The purchase of the Preferred Stock by Liberty will occur in two stages.

Liberty will purchase $1.0 billion of Preferred Stock (convertible into

approximately 38.6 million United shares) upon receipt of certain regulatory

approvals, which are expected in the next 30 days. The remaining $400 million

of Preferred Stock (convertible into approximately 15.5 million United shares)

will be purchased at the time United completes the acquisition of Liberty’s

Latin American assets, as set out in the June 25, 2000 agreement between the

parties. The parties expect that to occur in the second quarter of 2001.

Liberty’s agreement to purchase the Preferred Stock represents an

amendment to the June 25, 2000 agreement between the parties, whereby

Liberty was to receive 54.1 million shares of United class B common

stock in exchange for transferring to United its approximately

724 million ordinary shares in Telewest Communications Plc

(LN: TWT; NASDAQ ADRs (10:1): TWSTY). Under the modified agreement,

Liberty will retain ownership of its interest in Telewest.

In addition, United has committed to fully subscribe to a 1.0 billion

euros (US$910 million) rights offering to shareholders of its European

subsidiary, United Pan-Europe Communications, N.V. (UPC), which was

separately announced by UPC today. The price for the rights offering has been

established at 8.00 euros (US$7.27) per ordinary share, or an 18% discount to

UPC’s closing price on February 22, 2001, and representing an issuance of

125 million common shares. Subject to appropriate regulatory approvals, the

rights will be distributed after publication of UPC’s results for the fiscal

year ended December 31, 2000. These results are scheduled to be released on

April 2, 2001. United also has agreed that any amount of the 1.0 billion

euros which it is not required to contribute due to the participation of other

shareholders in the rights offering will be used to purchase additional

ordinary shares from UPC at 11.40 euros (US$10.36) per ordinary share, which

is the average closing price of UPC on the Amsterdam Exchange over the five

trading days ended February 21, 2001.

The investment by United into UPC represents an amendment to the

June 25, 2000 agreement whereby United was to transfer the 724 million

shares of Telewest to UPC in exchange for 128.2 million UPC shares,

representing an issue price for UPC of approximately 10.82 euros

(US$9.83) per ordinary share based upon the value of the Telewest stock

as of February 22, 2001.

As previously announced, the parties plan to close on the acquisition of

Liberty’s Latin American and other assets (excluding Liberty’s Puerto Rican

cable operations which will not be transferred) as soon as practicable after

receiving consents and approvals, currently expected to occur in the second

quarter of 2001.

Key terms of the Preferred Stock issued to Liberty include the following:

$1.4 billion proceeds and face amount.

0% dividend, participates in common dividends on an as converted basis, perpetual maturity and nominal liquidation preference.

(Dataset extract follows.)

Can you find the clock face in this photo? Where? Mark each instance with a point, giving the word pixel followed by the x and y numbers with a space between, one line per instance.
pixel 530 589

Convertible into 54,111,957 shares of United’s Class A Common Stock

or, subject to certain conditions, Class B Common Stock at the option

of the holders, and, upon the occurrence of certain future events,

would be automatically converted into an identical number of shares of

United’s Class B Common Stock.

Effective issue price of $25.87 per common share.

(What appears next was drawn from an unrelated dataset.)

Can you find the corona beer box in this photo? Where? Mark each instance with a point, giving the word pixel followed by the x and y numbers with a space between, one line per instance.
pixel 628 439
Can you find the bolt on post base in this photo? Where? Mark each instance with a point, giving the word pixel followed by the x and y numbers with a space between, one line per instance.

Ranks junior to United’s existing convertible preferred shares.

Votes on an as converted basis.

When the $1.0 billion of Preferred Stock is converted to class B common of

United and is combined with Liberty’s existing holdings, Liberty will have a

30% economic and 71% voting interest in United, on a fully-diluted basis. As

agreed upon in the June 25, 2000 agreement, Liberty will be bound by voting

and standstill agreements with United and its controlling stockholders, and

will appoint 4 of 12 directors. Upon completion of the Latin American

transaction and the issuance of the remaining Preferred Stock, and assuming

conversion of the Preferred Stock into class B common of United, Liberty will

have a 43% economic and 81% voting stake in United.